Er blickte nachdenklich in seine Kaffeetasse. „Danke, dass du mir vorhin den Hals gerettet hast. Du hast was gut bei mir!“

„Keine Ursache! Leute vergraulen ist ein Hobby von mir“, kicherte Joe.

„Oh ja! Das kannst du gut!“, stellte er fest, musste aber zugeben, dass diese Eigenschaft durchaus auch ihre Vorteile hatte. Nach dem Kaffee bedankte sich Joe bei Leah für das Essen, und sie verabschiedeten sich.

„Gehen wir noch in die Bar auf einen Drink?“, fragte Gooch in der Hoffnung, dass es vielleicht doch noch ein schöner Abend werden könnte.

„Nein. Ich möchte gern in mein eigenes Bett“, frotzelte sie.

Er schüttelte lachend den Kopf. „So war das nicht gemeint!“

Joe blieb skeptisch. „Ein Kater reicht mir, außerdem habe ich morgen noch viel zu tun“, erklärte sie ungewohnt diplomatisch. Kurz danach parkte Gooch den Wagen an der Marina und brachte Joe bis zum Boot. Er wünschte ihr eine gute Nacht und fuhr dann nach Hause, um sicherzugehen, dass er April nicht noch einmal begegnete.

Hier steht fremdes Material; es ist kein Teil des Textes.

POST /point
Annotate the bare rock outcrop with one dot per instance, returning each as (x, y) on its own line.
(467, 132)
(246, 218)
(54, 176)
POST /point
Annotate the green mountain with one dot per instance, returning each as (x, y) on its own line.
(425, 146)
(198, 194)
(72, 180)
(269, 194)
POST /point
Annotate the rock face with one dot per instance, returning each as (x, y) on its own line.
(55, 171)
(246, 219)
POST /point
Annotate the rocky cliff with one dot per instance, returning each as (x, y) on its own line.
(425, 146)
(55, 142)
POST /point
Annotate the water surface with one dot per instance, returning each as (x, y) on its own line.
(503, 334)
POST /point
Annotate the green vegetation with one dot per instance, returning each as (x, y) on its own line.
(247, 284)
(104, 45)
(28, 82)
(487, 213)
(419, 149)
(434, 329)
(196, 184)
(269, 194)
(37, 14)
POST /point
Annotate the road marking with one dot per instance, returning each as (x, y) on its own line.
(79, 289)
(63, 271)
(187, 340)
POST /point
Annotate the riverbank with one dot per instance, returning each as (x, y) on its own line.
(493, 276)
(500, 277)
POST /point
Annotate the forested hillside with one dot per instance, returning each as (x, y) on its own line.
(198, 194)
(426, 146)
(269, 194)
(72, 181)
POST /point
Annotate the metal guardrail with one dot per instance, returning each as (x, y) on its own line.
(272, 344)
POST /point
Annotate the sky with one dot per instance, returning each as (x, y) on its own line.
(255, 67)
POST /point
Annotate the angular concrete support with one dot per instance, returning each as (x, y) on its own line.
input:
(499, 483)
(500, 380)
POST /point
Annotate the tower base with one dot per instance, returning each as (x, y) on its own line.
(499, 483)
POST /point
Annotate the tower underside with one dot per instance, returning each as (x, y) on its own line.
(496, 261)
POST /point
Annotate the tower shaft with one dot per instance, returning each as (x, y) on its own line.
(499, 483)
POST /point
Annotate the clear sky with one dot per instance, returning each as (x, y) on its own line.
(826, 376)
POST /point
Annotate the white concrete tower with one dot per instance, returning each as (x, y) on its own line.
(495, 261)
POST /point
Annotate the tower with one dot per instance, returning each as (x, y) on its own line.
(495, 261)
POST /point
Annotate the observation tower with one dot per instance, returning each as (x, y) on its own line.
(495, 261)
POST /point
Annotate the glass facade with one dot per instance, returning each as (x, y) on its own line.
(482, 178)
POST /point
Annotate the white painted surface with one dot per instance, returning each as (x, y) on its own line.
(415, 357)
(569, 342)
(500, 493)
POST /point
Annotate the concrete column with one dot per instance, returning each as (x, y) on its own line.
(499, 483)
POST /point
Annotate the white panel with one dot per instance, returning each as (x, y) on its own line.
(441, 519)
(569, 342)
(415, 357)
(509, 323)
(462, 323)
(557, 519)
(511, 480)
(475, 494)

Als Joe unter Deck kletterte, musste sie feststellen, dass Trisha und Barney nicht da waren. Sie vermutete die beiden in der Office Bar. Da sie aber vom Vorabend noch leicht angeschlagen war, beschloss sie, schlafen zu gehen. Allein schon der Gedanke an einen weiteren Long Island Ice Tea rief bei ihr Kopfschmerzen hervor. Doch der Schlaf ließ auf sich warten. Gooch geisterte durch ihre Gedanken, und je länger sie über ihn nachdachte, desto mehr wurde ihr klar, dass sie ihre Meinung über ihn gründlich revidieren musste. Er hatte ihren Stacheldrahtverhau niedergerissen und ihr Freundschaft angeboten, obwohl sie so unfreundlich und kratzbürstig gewesen war. Außerdem wurde ihr noch etwas anderes klar: Sie hatte ihn nach dem Einkauf in Hoonah nicht verärgert, als sie ihn in die Schranken gewiesen hatte. Sie hatte ihn verletzt. Schuldbewusst nagte sie auf ihrer Unterlippe herum, und im Geiste zog sie Gooch aus der untersten Macho-Schublade, und er wanderte gleich mehrere Etagen nach oben – vorbei an den Sport- und Lackaffen und der Schublade mit der Aufschrift ‚Neutrale Bekannte‘, zog er in die Schublade der Freunde, in der sich nur sehr wenige Menschen befanden, und bemerkenswerterweise waren alle hier. In Alaska.